As for the poet Li Qingzhao (1084 - ca. 1155), Ronald Egan, the translator of the text that we will be using in the program, states:
Yet at the outset we should also say that for all the questions surrounding Li Qingzhao and how one should read her works, the core of what she left us—a few dozen lyrics set to songs, a handful of other poems, a few prose works—has a certain luster and pathos unique among all Chinese poets.
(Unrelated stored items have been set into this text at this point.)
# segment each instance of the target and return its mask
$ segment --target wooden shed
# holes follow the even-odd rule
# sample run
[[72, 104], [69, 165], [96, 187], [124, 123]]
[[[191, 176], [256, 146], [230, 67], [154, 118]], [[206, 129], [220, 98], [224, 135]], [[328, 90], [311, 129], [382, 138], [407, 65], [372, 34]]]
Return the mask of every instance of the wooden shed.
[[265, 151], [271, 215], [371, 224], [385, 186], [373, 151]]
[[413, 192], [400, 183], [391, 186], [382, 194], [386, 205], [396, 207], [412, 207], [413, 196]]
It is these qualities that have intrigued readers through the millennium since her death, and kept them coming back to her, unendingly, even as each new age brings its own prism of predilections through which it views her.
English translations by Ronald Egan are used with permission, taken from “The Works of Li Qingzhao”, volume edited by Anna Shields, published by DE GRUYTER MOUTIN. Access to free eBOOK at https://www.degruyter.com/view/product/473545.
About the Artists:
Much of Chen Yihan’s music seeks for a convergence of different points in time and space, connecting the past to the future and bringing different corners of the world together in an abstract, poetic, and emotional way that transcends culture and epoch. His music is often a play of lines, space, and intensity in a calligraphic way, reflecting his cultural roots in the Chinese arts. He is currently pursuing a PhD in composition at Princeton University. Learn more at yihanmusic.com.
Few artists have done more to both honor and reinvent the 2000-year history of the pipa than renowned soloist, vocalist, and composer Min Xiao-Fen. Classically trained in her native China, Min was an in-demand interpreter of traditional music before relocating to the United States and forging a new path for her instrument alongside many of the leading lights in modern jazz, free improvisation, experimental, and contemporary classical music. The Village Voice has lauded her as an artist who “has taken her ancient Chinese string instrument into the future,” while The New York Times has raved that her singular work “has traversed a sweeping musical odyssey.” She is the founder of Blue Pipa Inc. (minxiaofenbluepipa.org) and currently lives in New York.
Howie Kenty is a Brooklyn-based composer and performer, occasionally known by his musical alter-ego, Hwarg. His music, called “remarkable” with “astonishing poetic power” by the International Compendium Prix Ars Electronica, is stylistically diverse, encompassing ideas from contemporary classical, electronic, rock, sound art, theatre, and everything in-between, occasionally with visual and theatrical elements. Howie is half of the electronic operatic duo Ju-eh+Hwarg, plays guitar in the progressive rock band The Benzene Ring, and is currently a Graduate Council Fellow PhD ABD candidate at Stony Brook University. Hear more at http://hwarg.com.
François-Thibaut Pencenat is a French visual artist based in New York City since 2018. His work uses the idea of staging to establish a relationship between reality and fiction. Through his working process, he refines his artistic materials and their staged settings to reach the simplest and most visually effective forms. Notions of absence and erasure recur in his work, raising questions about visual memory and the permanence of certain forms in art history.